The server will output:
Generating initial credentials...
Serving read-write credentials for bucket 'my-bucket' at http://localhost:8094/
Duration: 3600 seconds
Press Ctrl+C to stop
Fetching credentials¶
Once the server is running, fetch credentials with:
curl http://localhost:8094/
This returns JSON in the AWS credential_process format:
{
"Version": 1,
"AccessKeyId": "ASIAWXFXAIOZPAHAYHUG",
"SecretAccessKey": "Nrnoc...",
"SessionToken": "FwoGZXIvYXd...mr9Fjs=",
"Expiration": "2025-12-16T12:00:00+00:00"
}
Options¶
Duration (required)¶
The --duration or -d option specifies how long credentials should be valid for.
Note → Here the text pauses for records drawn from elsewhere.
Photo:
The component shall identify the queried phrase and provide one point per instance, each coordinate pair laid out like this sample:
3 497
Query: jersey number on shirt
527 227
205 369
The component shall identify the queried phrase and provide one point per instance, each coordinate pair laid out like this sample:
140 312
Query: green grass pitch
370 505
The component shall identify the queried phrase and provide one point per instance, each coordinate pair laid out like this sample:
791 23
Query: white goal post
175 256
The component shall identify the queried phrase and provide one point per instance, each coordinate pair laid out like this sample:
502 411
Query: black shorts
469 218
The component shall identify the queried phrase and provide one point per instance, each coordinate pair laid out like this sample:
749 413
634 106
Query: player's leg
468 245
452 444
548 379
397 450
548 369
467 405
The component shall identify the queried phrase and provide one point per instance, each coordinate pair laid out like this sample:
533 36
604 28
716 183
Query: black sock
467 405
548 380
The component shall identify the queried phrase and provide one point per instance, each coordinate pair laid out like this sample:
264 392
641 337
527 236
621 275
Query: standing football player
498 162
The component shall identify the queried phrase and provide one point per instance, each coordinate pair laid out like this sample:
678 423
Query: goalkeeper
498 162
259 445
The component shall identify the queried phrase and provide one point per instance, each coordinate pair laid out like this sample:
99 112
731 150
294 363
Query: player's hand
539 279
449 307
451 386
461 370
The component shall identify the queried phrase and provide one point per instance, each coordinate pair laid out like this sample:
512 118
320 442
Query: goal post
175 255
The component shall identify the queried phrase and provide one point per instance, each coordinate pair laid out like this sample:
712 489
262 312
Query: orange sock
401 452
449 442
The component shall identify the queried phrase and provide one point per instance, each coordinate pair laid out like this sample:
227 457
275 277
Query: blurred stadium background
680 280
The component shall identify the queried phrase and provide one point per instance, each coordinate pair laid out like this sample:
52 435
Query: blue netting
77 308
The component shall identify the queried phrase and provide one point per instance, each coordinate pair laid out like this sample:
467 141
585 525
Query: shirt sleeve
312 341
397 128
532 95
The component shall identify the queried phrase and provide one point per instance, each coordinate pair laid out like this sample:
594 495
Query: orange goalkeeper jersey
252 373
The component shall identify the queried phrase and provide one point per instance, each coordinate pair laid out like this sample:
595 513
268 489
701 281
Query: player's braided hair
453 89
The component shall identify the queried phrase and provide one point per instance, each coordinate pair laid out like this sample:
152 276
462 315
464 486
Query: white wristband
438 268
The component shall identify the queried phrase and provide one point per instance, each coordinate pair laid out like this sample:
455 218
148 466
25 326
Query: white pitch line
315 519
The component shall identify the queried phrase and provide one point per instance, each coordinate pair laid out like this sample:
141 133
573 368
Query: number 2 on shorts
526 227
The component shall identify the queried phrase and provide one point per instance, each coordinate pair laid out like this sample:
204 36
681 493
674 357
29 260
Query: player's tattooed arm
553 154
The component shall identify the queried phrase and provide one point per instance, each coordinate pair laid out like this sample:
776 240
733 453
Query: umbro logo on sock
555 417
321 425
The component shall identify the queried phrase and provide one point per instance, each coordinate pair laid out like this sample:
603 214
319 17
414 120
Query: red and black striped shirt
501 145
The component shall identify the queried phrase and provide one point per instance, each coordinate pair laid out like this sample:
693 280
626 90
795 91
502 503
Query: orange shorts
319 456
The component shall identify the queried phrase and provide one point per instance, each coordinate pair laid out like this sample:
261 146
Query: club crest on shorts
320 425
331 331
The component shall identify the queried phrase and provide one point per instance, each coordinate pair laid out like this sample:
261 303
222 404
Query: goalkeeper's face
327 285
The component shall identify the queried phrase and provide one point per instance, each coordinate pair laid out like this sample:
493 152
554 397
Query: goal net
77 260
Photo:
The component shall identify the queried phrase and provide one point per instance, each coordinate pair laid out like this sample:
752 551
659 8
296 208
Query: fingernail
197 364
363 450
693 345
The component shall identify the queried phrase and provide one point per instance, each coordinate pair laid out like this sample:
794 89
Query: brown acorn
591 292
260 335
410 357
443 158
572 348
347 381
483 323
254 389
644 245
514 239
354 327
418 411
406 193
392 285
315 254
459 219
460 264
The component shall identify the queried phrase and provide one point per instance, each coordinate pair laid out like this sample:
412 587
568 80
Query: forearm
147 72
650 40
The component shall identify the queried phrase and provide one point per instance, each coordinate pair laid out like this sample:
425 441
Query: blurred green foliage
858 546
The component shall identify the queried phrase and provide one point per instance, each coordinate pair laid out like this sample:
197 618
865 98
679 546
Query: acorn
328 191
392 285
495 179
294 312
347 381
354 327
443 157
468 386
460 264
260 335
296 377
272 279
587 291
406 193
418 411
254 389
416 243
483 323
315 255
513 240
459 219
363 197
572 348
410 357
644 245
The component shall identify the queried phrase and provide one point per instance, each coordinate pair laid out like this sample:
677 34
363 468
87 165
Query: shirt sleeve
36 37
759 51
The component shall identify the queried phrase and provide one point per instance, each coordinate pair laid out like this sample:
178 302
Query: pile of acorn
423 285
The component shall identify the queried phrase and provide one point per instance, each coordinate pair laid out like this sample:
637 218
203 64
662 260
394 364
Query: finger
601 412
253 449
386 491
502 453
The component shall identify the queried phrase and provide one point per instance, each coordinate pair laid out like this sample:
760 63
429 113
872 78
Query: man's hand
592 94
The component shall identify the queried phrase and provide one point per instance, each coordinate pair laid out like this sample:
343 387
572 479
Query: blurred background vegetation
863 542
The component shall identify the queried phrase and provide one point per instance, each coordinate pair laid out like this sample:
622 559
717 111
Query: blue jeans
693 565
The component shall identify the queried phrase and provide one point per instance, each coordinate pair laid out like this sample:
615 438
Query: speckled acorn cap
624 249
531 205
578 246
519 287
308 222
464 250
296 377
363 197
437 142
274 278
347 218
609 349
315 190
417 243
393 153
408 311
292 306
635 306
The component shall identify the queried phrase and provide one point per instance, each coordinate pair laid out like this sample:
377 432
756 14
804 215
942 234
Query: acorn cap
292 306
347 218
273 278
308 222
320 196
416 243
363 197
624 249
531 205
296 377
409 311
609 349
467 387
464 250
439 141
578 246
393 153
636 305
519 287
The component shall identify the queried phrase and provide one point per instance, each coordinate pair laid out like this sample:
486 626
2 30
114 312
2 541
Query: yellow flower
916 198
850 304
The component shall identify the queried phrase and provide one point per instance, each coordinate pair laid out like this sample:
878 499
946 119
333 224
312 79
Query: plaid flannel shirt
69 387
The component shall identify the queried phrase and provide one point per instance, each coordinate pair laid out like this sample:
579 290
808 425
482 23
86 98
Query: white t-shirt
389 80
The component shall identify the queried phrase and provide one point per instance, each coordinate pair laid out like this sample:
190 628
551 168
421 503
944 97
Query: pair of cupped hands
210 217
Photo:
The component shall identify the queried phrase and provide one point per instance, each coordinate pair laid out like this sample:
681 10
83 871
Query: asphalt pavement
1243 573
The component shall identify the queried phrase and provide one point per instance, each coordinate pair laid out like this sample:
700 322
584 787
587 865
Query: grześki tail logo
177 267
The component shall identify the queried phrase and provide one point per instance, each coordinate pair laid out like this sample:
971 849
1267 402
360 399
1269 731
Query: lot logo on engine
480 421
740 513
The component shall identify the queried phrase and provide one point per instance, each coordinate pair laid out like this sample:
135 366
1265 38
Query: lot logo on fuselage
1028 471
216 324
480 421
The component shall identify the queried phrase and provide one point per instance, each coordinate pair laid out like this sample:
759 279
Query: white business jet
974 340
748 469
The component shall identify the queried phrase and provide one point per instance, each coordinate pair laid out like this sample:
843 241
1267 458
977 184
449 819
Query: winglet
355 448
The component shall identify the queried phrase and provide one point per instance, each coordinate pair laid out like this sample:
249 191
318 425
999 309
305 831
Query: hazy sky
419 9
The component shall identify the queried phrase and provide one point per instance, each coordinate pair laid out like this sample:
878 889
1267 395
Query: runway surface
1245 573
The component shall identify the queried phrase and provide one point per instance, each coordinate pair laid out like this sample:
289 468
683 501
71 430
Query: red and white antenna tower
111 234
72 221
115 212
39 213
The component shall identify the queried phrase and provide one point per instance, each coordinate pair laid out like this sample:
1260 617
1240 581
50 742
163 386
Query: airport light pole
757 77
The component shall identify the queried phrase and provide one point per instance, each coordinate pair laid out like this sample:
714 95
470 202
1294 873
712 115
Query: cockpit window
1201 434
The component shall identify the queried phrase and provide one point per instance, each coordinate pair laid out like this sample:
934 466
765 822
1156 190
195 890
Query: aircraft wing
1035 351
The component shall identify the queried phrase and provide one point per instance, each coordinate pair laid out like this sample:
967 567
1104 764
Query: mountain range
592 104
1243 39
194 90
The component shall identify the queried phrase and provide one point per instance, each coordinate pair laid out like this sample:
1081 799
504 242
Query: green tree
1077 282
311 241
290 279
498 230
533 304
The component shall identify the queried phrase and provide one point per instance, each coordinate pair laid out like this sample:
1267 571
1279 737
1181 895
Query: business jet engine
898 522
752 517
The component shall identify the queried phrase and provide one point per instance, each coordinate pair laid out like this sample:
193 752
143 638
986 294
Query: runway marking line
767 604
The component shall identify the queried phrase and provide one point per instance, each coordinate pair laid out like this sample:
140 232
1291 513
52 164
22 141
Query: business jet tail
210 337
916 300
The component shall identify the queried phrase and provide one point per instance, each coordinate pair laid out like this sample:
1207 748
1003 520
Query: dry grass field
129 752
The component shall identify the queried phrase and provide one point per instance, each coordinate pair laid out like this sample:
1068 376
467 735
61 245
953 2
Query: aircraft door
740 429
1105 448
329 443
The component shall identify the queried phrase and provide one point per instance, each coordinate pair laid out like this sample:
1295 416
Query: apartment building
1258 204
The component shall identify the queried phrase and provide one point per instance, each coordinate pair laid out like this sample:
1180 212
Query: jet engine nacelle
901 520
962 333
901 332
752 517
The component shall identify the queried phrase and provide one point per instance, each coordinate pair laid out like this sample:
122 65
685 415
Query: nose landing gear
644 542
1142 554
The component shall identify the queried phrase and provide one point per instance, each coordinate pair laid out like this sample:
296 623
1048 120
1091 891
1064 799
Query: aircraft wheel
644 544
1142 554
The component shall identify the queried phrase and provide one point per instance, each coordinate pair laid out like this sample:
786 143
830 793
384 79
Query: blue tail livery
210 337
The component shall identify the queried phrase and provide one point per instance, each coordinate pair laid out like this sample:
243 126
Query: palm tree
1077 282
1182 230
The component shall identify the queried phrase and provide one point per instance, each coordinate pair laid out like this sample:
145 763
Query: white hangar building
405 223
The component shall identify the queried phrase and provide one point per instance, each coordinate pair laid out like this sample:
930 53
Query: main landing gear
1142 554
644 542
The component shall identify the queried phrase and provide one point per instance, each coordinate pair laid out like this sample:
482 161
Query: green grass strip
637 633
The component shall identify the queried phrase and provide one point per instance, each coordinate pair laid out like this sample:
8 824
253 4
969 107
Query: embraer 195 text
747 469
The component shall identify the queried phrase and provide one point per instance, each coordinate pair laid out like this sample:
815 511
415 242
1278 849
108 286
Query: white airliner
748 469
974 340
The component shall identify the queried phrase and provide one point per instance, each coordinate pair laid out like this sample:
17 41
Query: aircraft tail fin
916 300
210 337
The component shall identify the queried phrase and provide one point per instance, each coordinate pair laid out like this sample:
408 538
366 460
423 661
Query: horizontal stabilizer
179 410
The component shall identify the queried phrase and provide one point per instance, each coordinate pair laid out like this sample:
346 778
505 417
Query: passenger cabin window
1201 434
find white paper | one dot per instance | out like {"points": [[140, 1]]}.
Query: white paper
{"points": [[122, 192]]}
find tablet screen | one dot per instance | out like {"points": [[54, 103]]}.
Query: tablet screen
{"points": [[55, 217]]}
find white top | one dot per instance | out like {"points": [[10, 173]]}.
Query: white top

This must be between 15 minutes and 12 hours:
# 15 minutes
s3-credentials localserver my-bucket --duration 15m
# 1 hour
s3-credentials localserver my-bucket --duration 1h
# 12 hours
s3-credentials localserver my-bucket --duration 12h
Port¶
Change the port with -p or --port:
s3-credentials localserver my-bucket --duration 1h --port 9000
Host¶
Change the host to bind to with --host:
s3-credentials localserver my-bucket --duration 1h --host 0.0.0.0
Read-only or write-only access¶
By default, credentials have read-write access. Use --read-only or --write-only for more restricted access:
# Read-only access
s3-credentials localserver my-bucket --duration 1h --read-only
# Write-only access
s3-credentials localserver my-bucket --duration 1h --write-only
Prefix restriction¶
Restrict access to keys with a specific prefix:
s3-credentials localserver my-bucket --duration 1h --prefix "uploads/"
Custom policy statements¶
Add custom IAM policy statements with --statement:
s3-credentials localserver my-bucket --duration 1h \
--statement '{"Effect": "Allow", "Action": "textract:*", "Resource": "*"}'
Credential caching¶
The server caches credentials internally and serves the same credentials until they expire. When the duration elapses, the server automatically generates new credentials.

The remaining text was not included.